Predicting stock movements is the holy grail of investors, and many studies, tests and systems have been developed and are being developed to do so. Four professors from Columbia, Georgetown and Fordham universities wrote a paper with the sexy name: “The joint cross section of stocks and options”. In this article they show that IV changes can predict stock market movements, specifically: Increase in call IV predicts a bullish move and increase in put IV predicts bearish move (but less significant). The article, in it’s 135-pages-of-glory is available here: the joint…
here are the main takeaways:
- What did they find?
The researchers found that changes in IV can predict future stock movements. They created a delta-call and delta-put variables – calculated as the difference between this months call (put) IV and last month call (put) IV. They saw that, on average, the stocks with the highest delta-call outperformed stocks with the lowest delta-call.
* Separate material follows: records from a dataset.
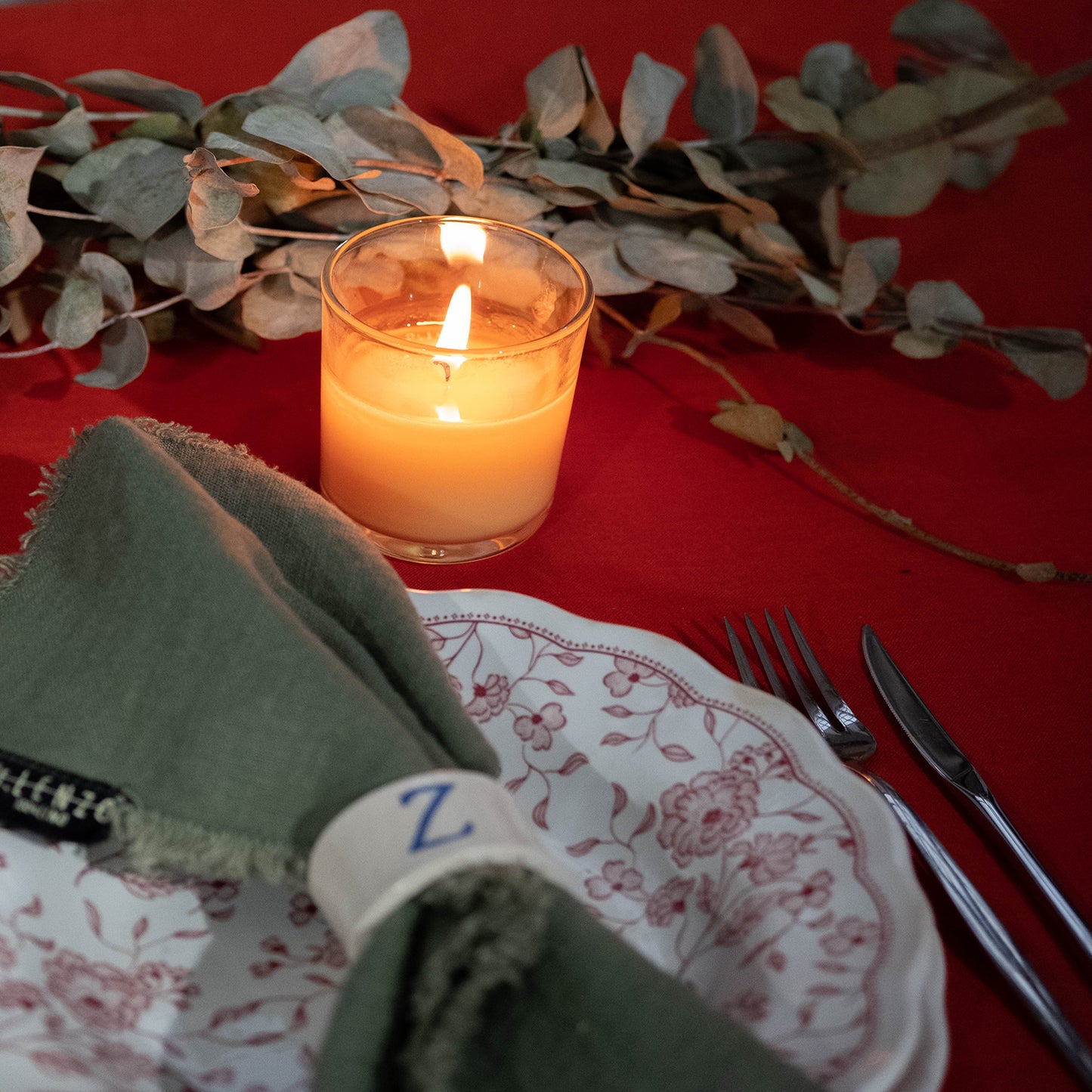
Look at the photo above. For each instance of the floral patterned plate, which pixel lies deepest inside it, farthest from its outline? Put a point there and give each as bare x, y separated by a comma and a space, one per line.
704, 821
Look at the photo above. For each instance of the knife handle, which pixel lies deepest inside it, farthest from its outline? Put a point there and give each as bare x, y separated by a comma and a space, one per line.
991, 934
1075, 923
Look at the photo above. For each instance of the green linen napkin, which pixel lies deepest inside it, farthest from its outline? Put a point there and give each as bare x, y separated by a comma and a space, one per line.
226, 649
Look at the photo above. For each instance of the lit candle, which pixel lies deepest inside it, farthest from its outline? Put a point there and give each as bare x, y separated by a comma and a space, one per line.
450, 352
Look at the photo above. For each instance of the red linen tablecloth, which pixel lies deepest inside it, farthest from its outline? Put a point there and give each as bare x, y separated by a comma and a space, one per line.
664, 523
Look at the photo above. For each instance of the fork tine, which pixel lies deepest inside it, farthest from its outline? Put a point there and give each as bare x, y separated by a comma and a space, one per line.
820, 719
836, 702
746, 675
763, 659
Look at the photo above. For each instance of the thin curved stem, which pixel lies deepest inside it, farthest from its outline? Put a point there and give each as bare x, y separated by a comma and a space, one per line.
49, 346
21, 112
889, 518
283, 233
64, 214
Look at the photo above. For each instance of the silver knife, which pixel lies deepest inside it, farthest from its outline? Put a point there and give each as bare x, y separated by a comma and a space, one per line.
938, 749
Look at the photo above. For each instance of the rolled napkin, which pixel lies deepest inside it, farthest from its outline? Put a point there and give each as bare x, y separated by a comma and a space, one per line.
227, 651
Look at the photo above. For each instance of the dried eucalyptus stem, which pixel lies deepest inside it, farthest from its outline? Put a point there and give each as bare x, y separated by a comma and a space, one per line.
1037, 572
233, 208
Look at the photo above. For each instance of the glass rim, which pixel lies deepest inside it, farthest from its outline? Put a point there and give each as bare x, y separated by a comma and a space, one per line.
331, 301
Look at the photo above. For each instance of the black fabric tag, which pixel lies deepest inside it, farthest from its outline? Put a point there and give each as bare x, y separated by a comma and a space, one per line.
54, 804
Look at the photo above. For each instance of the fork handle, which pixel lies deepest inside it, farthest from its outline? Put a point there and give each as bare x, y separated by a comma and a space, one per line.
1065, 910
991, 934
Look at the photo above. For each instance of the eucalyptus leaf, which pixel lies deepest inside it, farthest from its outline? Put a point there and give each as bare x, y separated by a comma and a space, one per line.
230, 243
711, 174
301, 257
576, 176
559, 147
596, 129
176, 261
277, 184
822, 294
647, 103
905, 184
365, 132
20, 240
125, 354
922, 345
593, 246
460, 163
32, 83
271, 308
138, 184
557, 93
495, 200
883, 255
674, 260
169, 128
775, 243
964, 88
255, 147
414, 190
343, 212
1056, 360
390, 208
789, 104
951, 31
710, 240
363, 61
159, 96
74, 317
112, 277
69, 138
859, 284
215, 199
836, 74
930, 302
974, 169
295, 128
125, 249
763, 426
725, 94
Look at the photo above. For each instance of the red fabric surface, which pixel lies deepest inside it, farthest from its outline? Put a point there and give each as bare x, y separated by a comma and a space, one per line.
664, 523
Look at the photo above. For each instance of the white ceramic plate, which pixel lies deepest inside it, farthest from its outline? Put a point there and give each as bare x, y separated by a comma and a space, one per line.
706, 822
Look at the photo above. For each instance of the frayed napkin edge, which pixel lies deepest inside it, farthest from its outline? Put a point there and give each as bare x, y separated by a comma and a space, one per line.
155, 842
56, 475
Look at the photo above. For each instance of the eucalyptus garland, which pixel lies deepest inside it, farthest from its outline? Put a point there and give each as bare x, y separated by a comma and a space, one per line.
226, 213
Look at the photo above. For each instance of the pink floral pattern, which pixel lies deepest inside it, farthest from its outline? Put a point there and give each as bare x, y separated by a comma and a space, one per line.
535, 729
701, 818
686, 821
615, 877
736, 873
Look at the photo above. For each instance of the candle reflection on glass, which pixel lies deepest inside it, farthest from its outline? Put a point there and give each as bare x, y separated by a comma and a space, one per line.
450, 352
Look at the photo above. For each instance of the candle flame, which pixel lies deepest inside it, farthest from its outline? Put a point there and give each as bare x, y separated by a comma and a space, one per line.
456, 333
462, 240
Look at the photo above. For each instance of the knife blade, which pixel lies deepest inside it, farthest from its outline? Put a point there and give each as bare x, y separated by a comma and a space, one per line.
944, 756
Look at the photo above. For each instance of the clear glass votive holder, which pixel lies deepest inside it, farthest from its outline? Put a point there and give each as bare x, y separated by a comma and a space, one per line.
450, 353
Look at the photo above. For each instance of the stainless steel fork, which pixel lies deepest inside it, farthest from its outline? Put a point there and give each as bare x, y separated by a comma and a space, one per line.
852, 741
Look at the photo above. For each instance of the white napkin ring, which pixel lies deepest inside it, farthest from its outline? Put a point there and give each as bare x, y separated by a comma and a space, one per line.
389, 846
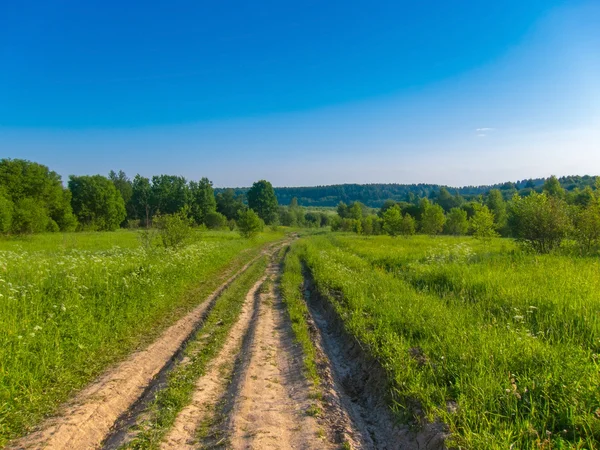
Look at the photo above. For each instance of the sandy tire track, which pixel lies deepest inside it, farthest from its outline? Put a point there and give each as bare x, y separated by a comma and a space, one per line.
213, 385
271, 400
86, 420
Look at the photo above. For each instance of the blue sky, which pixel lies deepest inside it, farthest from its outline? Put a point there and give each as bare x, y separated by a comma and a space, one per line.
303, 93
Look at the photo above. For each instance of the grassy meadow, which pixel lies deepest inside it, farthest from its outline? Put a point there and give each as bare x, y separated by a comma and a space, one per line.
73, 303
501, 345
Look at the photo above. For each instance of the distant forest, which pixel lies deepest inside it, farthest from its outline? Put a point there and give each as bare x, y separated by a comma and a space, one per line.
374, 195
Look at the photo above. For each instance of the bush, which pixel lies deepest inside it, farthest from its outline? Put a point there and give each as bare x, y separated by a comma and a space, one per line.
482, 224
249, 224
539, 221
215, 220
174, 229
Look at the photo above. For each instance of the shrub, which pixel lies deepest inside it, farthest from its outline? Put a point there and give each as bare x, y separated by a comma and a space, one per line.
174, 229
249, 224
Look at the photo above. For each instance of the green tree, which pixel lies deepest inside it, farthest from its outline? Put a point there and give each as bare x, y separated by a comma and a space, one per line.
432, 219
30, 217
457, 222
392, 221
215, 220
249, 223
141, 202
262, 199
203, 200
6, 213
125, 188
496, 204
408, 225
27, 184
174, 229
229, 204
169, 194
482, 224
539, 221
553, 188
587, 227
96, 202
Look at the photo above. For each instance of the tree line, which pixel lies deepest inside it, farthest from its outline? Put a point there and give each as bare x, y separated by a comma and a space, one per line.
541, 220
34, 200
375, 195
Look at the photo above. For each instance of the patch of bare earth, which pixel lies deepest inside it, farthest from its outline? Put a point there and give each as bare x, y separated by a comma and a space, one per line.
85, 421
270, 404
213, 385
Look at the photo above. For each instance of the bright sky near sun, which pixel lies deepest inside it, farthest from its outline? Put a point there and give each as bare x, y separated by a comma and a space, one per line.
303, 92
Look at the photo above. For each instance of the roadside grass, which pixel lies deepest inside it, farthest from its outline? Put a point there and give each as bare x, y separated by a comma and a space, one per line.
499, 373
292, 285
181, 382
72, 304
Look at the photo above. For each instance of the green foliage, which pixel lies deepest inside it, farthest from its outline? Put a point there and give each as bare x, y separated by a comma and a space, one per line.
30, 217
6, 213
249, 223
494, 332
432, 219
392, 221
141, 199
229, 204
457, 222
215, 220
497, 205
203, 201
169, 194
174, 230
96, 203
25, 185
482, 224
262, 199
539, 221
553, 188
587, 232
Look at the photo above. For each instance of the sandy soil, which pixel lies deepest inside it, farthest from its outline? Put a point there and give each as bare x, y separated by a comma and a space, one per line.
272, 408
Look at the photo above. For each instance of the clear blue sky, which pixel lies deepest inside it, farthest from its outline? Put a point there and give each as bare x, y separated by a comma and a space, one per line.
303, 92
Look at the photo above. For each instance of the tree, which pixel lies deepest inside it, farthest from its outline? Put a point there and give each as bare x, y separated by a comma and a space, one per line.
202, 198
215, 220
25, 184
229, 204
392, 221
539, 221
482, 224
169, 194
141, 199
553, 188
6, 213
96, 202
408, 225
587, 227
174, 229
262, 199
125, 188
433, 219
496, 204
457, 222
249, 223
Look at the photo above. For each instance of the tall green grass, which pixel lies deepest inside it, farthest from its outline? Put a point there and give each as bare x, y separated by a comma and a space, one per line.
68, 311
499, 345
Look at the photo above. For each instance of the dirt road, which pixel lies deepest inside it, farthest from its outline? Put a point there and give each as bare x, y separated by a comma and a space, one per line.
252, 395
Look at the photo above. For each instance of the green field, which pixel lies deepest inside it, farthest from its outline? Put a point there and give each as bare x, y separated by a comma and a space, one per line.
500, 345
71, 304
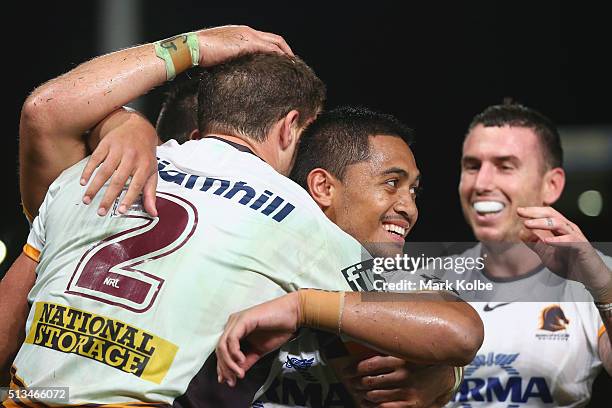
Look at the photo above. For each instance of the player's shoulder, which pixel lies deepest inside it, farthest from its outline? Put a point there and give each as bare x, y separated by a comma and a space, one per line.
69, 175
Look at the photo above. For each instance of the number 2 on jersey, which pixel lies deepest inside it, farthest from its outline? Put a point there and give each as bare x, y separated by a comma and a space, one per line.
108, 272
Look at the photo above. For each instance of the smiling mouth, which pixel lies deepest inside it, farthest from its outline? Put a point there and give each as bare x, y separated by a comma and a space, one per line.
488, 207
396, 231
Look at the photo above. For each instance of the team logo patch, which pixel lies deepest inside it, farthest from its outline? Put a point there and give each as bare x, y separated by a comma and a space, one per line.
553, 319
100, 338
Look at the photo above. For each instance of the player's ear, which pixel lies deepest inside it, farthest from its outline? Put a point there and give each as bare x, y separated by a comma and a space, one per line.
554, 181
322, 186
195, 135
289, 129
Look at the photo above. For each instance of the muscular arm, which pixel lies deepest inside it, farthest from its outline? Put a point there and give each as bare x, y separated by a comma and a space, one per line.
14, 309
55, 116
605, 343
423, 328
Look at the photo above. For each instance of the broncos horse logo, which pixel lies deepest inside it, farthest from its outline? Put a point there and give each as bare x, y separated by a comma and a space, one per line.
553, 319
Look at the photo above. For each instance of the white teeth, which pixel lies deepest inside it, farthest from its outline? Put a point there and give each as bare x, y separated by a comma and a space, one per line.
395, 228
488, 206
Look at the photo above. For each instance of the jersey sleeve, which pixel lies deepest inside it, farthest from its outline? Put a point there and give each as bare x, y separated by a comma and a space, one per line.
36, 239
335, 261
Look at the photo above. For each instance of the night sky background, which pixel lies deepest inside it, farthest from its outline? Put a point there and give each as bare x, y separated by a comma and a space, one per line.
434, 66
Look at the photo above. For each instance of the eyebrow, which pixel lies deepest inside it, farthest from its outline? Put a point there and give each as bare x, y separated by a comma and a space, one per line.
510, 157
400, 172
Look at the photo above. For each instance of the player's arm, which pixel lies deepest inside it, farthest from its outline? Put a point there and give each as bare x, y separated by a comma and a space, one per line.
56, 115
14, 308
565, 250
420, 328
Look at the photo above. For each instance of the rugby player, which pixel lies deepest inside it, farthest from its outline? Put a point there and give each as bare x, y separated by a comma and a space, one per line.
541, 348
123, 293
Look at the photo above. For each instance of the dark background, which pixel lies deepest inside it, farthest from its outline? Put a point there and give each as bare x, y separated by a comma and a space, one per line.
434, 66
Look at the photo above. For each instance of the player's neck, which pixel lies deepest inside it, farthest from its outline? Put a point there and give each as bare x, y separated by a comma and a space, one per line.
258, 148
509, 261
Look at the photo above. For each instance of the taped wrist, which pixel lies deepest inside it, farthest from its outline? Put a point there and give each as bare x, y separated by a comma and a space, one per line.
321, 309
179, 53
458, 379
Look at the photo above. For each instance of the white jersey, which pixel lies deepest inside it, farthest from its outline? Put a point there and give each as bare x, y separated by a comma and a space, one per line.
540, 346
128, 308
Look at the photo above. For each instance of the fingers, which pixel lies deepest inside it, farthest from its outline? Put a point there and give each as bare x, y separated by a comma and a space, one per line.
537, 212
96, 158
104, 173
229, 355
148, 195
115, 187
550, 224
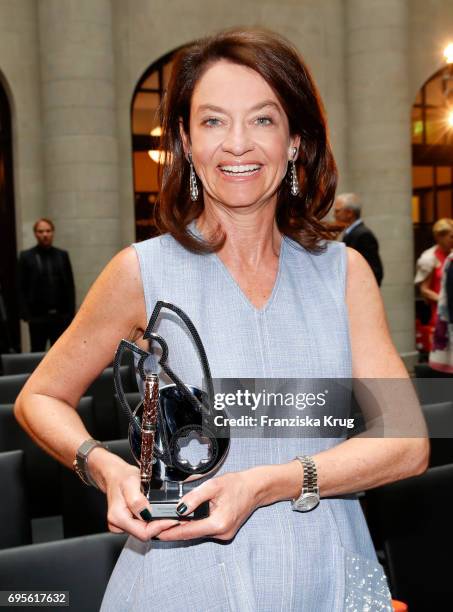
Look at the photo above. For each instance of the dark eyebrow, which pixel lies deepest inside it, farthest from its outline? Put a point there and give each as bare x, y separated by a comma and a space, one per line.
258, 106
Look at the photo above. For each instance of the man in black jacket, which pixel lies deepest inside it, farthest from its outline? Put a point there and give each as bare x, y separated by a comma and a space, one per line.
356, 234
46, 288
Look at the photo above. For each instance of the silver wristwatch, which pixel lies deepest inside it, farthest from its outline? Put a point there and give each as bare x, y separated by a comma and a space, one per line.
309, 497
80, 463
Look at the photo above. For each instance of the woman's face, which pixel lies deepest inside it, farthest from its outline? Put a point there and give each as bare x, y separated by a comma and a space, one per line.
239, 136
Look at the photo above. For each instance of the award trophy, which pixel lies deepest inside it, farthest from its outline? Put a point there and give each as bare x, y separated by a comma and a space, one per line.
167, 421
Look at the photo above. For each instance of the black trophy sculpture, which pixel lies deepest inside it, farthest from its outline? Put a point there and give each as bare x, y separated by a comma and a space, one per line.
167, 420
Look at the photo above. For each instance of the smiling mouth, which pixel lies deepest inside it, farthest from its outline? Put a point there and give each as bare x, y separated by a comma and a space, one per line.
240, 170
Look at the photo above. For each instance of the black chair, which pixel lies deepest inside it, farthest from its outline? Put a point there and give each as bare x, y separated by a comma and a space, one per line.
81, 566
412, 518
105, 415
15, 526
10, 387
42, 472
20, 363
439, 418
133, 400
84, 508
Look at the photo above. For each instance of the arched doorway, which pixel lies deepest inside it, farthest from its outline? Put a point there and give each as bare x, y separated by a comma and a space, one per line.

The results were not as strong for delta-put, probably due to the tendency to see those options as “insurance.”
- What is the data ?
The researchers conducted a comprehensive test including all optionable options from 1996-2011. On average they checked 1816 stocks yearly, where the universe size expanded from 1261 stocks in 1996, to 2312 stocks on 2011.
- The methodology:
The researchers organized all stocks to deciles every month and calculated the average subsequent month return for each decile. If we have a pattern we would be able to see that each decile will behave closer and closer to our predicted behavior.
- What is the Call Edge?
The highest delta call stocks out perform the lowest delta call stocks by 1.09% monthly (on average).
As we can see, each decile outperforms the decile before it, as we increase the average delta call (which is the change in call IV from previous month)
- What is the put Edge?
Judging by the call edge, we would expect that the highest delta put (the highest change in put IV month-over-month) will underperform the most when comparing to the other deciles:
Looking at the different deciles we see that the extreme deciles behave as expected, but middle deciles do not. This means that this edge is not robust enough to use.
- Can we improve those results?
The results look good, and the edge (for call options) look robust, but this is a “large scale” test. When trading the market we can expect large IV increases that won’t nessaserily cause stock outperformance. One of the most common examples: earning reports. Prior to earning reports we will see huge increase in IV. This DOES NOT mean that the stock will outperform. Actually the rise is justified due to the increase in volatility. To address this the researchers check Delta-put [minus] delta-call: This creates one variable that aggregates both, that adjusts the result if the increase is due to a general IV increase.
The deciles are opposite (low decile = outperform) due to the structure of the variable. We can see that combining those two variables increased the robustness of the result (both alpha measures and t-stat).
This article describes the edge in measuring unusual increase in IV. Since IV can describe the market view on the underlying, the trends of this value contains data that we might use. The key takeaway is the table describing delta-put minus delta-call. This test was conducted to filter “regular” IV increase in both directions and leave us with unexplained (and maybe I should add “yet”) increase in one direction that may imply a future move.